Holy Ghost

David Brazil
City Lights Books ($15.95)

by David Nilsen

David Brazil’s new poetry collection Holy Ghost expresses the ideological cacophony of our times and juxtaposes it against the simplicity of human need. Brazil drops Christian spirituality, progressive politics, and a yearning for human connection into a poetic blender and leaves the output a bit jumbled on the page. His thoughts here are like a spray of machine gun fire—chaotic, at times indiscriminate, but impossible to ignore.

He begins the collection in a state of sacred repose in “Prayer,” issuing a litany for friends and inspirations lost; Phillis Wheatley beside Elliott Smith, Shulamith Firestone beside Lou Reed. He ends this with a poignant personal reflection and plea for a recognition of commonality:

Prayer for your soul & my soul & the souls of everyone
we know and love between us,
prayers for all the liberators and
prayers for those in need of liberation,
we are the same people.
Prayer for the soul of David Brazil.

“Prayer” sets the emotional tone for the book, though its earnest, direct approach is rarely revisited. In the hectic scattershot of the following pages, Brazil’s language vacillates between collaged word images that often only hint at meaning and poems that mimic the faith-based verses and hymns of another century, almost precious in their neat rhymes and steady rhythms. The former give the disorienting impression of tuning into the broadcast of public liberal discourse, a million answers to the question “What does our society need?” and not one solution. Brazil’s indictment of these talking points is found within the tonal fuzz of his language, the way true human connection is blockaded by sloganeering and peace is drowned under well-intentioned noise. Within this distortion—in which occasional misspellings are allowed to sit, as if highlighting the shameless and unrevised opinionating of the internet—moments of sincere searching and yearning can be found, brief clippings of truth.

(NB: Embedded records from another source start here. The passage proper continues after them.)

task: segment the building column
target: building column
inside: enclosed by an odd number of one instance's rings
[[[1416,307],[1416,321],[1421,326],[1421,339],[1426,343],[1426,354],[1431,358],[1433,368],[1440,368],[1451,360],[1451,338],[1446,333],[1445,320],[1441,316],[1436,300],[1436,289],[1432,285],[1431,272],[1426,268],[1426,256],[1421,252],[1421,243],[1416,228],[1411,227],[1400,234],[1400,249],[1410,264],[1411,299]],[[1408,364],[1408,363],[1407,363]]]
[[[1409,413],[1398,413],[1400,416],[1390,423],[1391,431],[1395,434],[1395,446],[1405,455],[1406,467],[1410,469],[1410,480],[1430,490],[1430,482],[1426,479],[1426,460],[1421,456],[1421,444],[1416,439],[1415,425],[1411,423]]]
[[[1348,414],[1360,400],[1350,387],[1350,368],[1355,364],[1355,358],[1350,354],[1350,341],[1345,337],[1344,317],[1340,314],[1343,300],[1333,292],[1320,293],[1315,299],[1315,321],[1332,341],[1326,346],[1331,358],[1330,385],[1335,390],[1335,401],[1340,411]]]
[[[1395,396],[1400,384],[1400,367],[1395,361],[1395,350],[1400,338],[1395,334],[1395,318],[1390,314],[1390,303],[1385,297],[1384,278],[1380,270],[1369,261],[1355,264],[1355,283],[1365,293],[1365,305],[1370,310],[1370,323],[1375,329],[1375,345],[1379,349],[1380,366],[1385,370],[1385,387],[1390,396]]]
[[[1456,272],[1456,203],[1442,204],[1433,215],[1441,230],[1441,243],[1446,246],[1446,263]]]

In “The Doctrine of the Symbol,” Brazil seems to hint at these buried moments, using them as a cypher for the same searching we must do to find moments of sanctuary in our violent world:

But having sifted up from the woe a grain of remembrance,
temples can be made in any place, to
aid us through the strait.
I’m not the first one to have noticed this,
but you have to look hard amidst all the rubbishes.

Throughout the book are poems by or about the Holy Ghost, or perhaps the “Holy Ghost,” as one gathers this entity is more than a member of the Christian trinity in Brazil’s usage. The Holy Ghost here is human conscience, the better angels of our nature, or, as the poet states plainly toward the end of the book, “the healing force of the universe.” These poems are the ground on which Brazil wrestles his angel, both the heavenly and the human. He loves people and loves God, and is baffled by the impish lack of cooperation both display. In “Holy Ghost Grant,” he writes,

Who dispenses healing from
the folds of hir garment with
is times, the verry syrups yall
cant gather otherwise than incarnation

Humanity is broken, but what we’ve been given—or given the opportunity for, if only we can put ourselves aside to see it—can only be received in this corporeal, temporal state of flaw. In “Thirty-Six,” Brazil writes,

I’m asking you if you have
likewise felt this way and

what you did with it, with sun, with
smoke and human form, to what use then

your most colossal breakfast or these
words you learned your whole life long,

if not to save at last one human soul or
thousands by the echoes that

resound in them from logos always working in
our dormancies . . .

What have you done with sun and smoke and human form? Have you saved one life, made one connection, rescued anyone—yourself included—from the wage-lords, the corporatized identity dealers, the militarized security-peddlers, the billboard preachers leasing personhood with easy monthly payments? Or have you chosen, as Brazil writes in “About the Rainbow Body,” to become

a cop blockading Gill Tract,
defending property against need, quite an action to be
spending your human life doing

Holy Ghost is a songbook of anti-classist marches, a ratatat book of hours for the disenfranchised, but it doesn’t offer its comforts easily, or with easily-quotable snippets. There is digging to be done here to unearth the fragile temple in the rubbish of incarnation.